To copy the notebook preview to your Studio Lab project:

  1. Sign in to your Studio Lab account. For more information about creating a Studio Lab account, see Onboard to Amazon SageMaker Studio Lab.

  2. Under Notebook compute instance, choose a compute instance type. For more information about compute instance types, see Compute instance type.

  3. Choose Start runtime. You might be asked to solve a CAPTCHA puzzle. For more information on CAPTCHA, see What is a CAPTCHA puzzle?

  4. One time setup, for first time starting runtime using your Studio Lab account:

    1. Enter a mobile phone number to associate with your Amazon SageMaker Studio Lab account and choose Continue.

      For information on supported countries and regions, see Supported countries and regions (SMS channel).

    2. Enter the 6-digit code sent to the associated mobile phone number and choose Verify.

  5. Choose Copy to project.

Project

Your project contains all of your files and folders, including your Jupyter notebooks. You have full control over the files in your project. Your project also includes the JupyterLab-based user interface. From this interface, you can interact with your Jupyter notebooks, edit your source code files, integrate with GitHub, and connect to Amazon S3. For more information, see Use the Amazon SageMaker Studio Lab project runtime.

The following screenshot shows a Studio Lab project with the file browser open and the Studio Lab Launcher displayed.


        The layout of the project user interface, including the left sidebar, main work
          area, and file and resource browser.

Compute instance type

Your Amazon SageMaker Studio Lab project runtime is based on an EC2 instance. You are allotted 15 GB of storage and 16 GB of RAM. Availability of compute instances is not guaranteed and is subject to demand. If you require additional storage or compute resources, consider switching to Studio. 

Amazon SageMaker Studio Lab offers the choice of a CPU (Central Processing Unit) and a GPU (Graphical Processing Unit). The following sections give information about these two options, including selection guidance.

CPU

A central processing unit (CPU) is designed to handle a wide range of tasks efficiently, but is limited in how many tasks it can run concurrently. For machine learning, a CPU is recommended for compute intensive algorithms, such as time series, forecasting, and tabular data. 

The CPU compute type has up to 4 hours at a time with a limit of 8 hours in a 24-hour period.

GPU

A graphics processing unit (GPU) is designed to render high-resolution images and video concurrently. A GPU is recommended for deep learning tasks, especially for transformers and computer vision.
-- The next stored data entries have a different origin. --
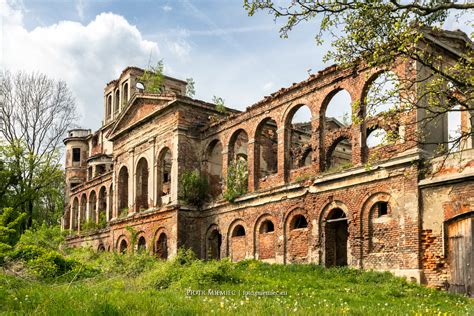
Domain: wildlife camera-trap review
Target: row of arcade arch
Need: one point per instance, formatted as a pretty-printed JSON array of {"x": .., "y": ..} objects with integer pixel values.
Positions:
[
  {"x": 333, "y": 230},
  {"x": 158, "y": 245},
  {"x": 294, "y": 135},
  {"x": 143, "y": 193},
  {"x": 92, "y": 207}
]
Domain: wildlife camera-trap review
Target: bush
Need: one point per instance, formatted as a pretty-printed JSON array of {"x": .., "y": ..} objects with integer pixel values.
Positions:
[
  {"x": 47, "y": 264},
  {"x": 48, "y": 237},
  {"x": 27, "y": 252},
  {"x": 237, "y": 180},
  {"x": 186, "y": 271},
  {"x": 50, "y": 265},
  {"x": 194, "y": 188}
]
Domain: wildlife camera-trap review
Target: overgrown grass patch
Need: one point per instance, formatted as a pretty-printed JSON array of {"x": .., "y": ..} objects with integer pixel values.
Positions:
[{"x": 140, "y": 284}]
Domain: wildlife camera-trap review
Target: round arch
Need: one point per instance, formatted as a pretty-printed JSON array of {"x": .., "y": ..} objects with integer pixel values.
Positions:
[
  {"x": 294, "y": 238},
  {"x": 265, "y": 237},
  {"x": 266, "y": 148},
  {"x": 334, "y": 230},
  {"x": 213, "y": 242},
  {"x": 141, "y": 184}
]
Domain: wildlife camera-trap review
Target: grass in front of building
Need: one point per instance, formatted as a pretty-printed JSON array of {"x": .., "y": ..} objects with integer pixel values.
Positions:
[{"x": 113, "y": 284}]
The GPU compute type has up to 4 hours at a time with a limit of 4 hours in a 24-hour period.

Compute time

When compute time for Studio Lab reaches its time limit, the instance stops all running computations. Studio Lab does not support time limit increases.

Studio Lab automatically saves your environment when you update your environment and every time you create a new file. Custom-installed extensions and packages persist even after your runtime has ended.

File edits are periodically saved, but are not saved when your runtime ends. To ensure that you do not lose your progress, save your work manually. If you have content in your Studio Lab project that you don’t want to lose, we recommend that you back up your content elsewhere. For more information about exporting your environment and files, see Export an Amazon SageMaker Studio Lab environment to Amazon SageMaker Studio Classic.

During long computation, you do not need to keep your project open. For example, you can start training a model, then close your browser. The instance keeps running for up to the compute type limit in a 24-hour period. You can then sign in later to continue your work. 

We recommend that you use checkpointing in your deep learning jobs. You can use saved checkpoints to restart a job from the previously saved checkpoint. For more information, see File I/O.

Project runtime

The project runtime is the period of time when your compute instance is running.

Session

A user session begins every time you launch your project.